Várias empresas de biotecnologia estão a desenvolver vacinas para a covid-19 feitas com material genético. A Inovio Pharmaceuticals está a trabalhar numa vacina de ADN, tendo anunciado que planeia realizar ensaios clínicos em humanos já em Abril. A Moderna Therapeutics anunciou já os primeiros testes em humanos de uma vacina baseada em ARN-mensageiro, tendo já recrutado 45 voluntários. Também a CureVac está a tentar uma vacina de ARN-mensageiro, que assenta numa tecnologia usada anteriormente numa vacina para a raiva, já em fase de ensaios clínicos.

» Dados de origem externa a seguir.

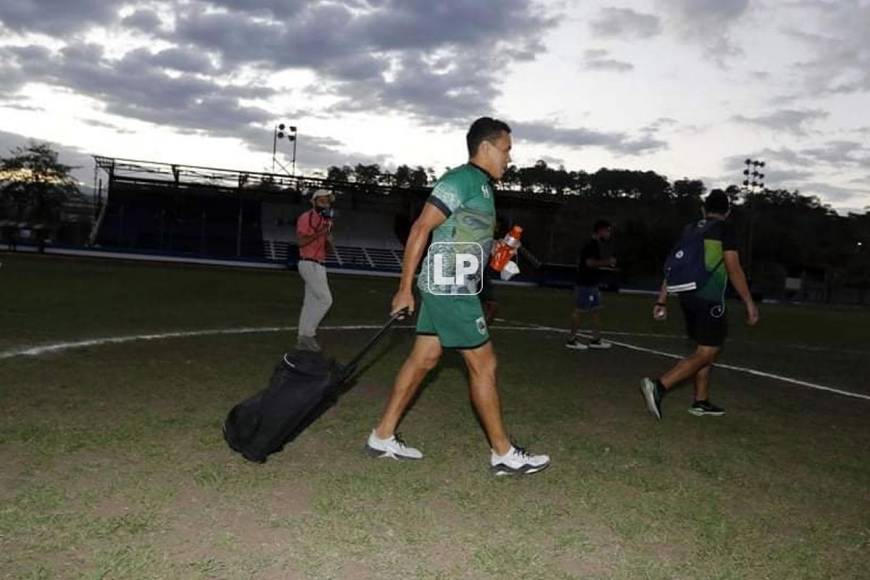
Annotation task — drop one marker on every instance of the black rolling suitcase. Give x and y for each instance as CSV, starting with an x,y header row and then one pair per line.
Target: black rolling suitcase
x,y
303,386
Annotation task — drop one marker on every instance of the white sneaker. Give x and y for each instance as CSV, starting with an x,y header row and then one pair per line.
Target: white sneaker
x,y
393,447
518,462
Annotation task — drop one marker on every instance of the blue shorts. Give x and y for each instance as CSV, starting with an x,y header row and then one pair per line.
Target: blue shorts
x,y
587,298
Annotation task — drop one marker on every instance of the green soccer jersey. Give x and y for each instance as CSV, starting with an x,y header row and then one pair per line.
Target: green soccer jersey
x,y
720,238
466,197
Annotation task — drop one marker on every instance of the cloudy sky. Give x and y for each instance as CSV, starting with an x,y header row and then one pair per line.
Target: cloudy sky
x,y
686,88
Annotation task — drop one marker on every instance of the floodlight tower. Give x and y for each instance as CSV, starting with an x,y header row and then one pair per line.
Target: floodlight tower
x,y
288,132
753,183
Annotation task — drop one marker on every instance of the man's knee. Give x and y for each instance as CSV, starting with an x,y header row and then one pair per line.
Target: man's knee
x,y
482,363
707,354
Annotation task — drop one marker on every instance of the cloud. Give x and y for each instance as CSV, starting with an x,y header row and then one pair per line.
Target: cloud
x,y
433,60
184,60
834,194
788,120
56,17
625,23
137,86
597,59
708,23
836,35
620,143
840,153
143,20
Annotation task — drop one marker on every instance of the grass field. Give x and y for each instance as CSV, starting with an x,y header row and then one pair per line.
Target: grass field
x,y
112,463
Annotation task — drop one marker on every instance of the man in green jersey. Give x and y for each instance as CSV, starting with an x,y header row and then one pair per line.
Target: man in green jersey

Esta empresa alemã tem estado envolvida numa polémica, a propósito de uma alegada tentativa do controlo da empresa pela Administração norte-americana, entretanto desmentida pelas partes. O que é certo é que na última segunda-feira a Comissão Europeia (CE) anunciou um financiamento de 80 milhões de euros para apoiar a CureVac no desenvolvimento de uma vacina contra a covid-19, tendo a presidente da CE  Ursula von der Leyen  referido o seu orgulho em ter empresas como a CureVac na UE: “A casa delas é aqui. Mas as suas vacinas irão beneficiar todos, na Europa e fora dela.”

Qualquer que seja a tecnologia de uma futura vacina, virá em tempo útil? Mesmo que os meses mais quentes que se avizinham no hemisfério Norte ajudem a reduzir a transmissão do SARS-Cov-2 (tal como acontece com outros coronavírus sazonais), continuaremos a precisar de uma vacina para este tipo de vírus. Nos últimos 20 anos tivemos três grandes epidemias de coronavírus (a SARS nos anos 2000, a MERS por volta de 2010). Uma vacina para coronavírus parece ser possível do ponto de vista científico e não há dúvida que é necessária.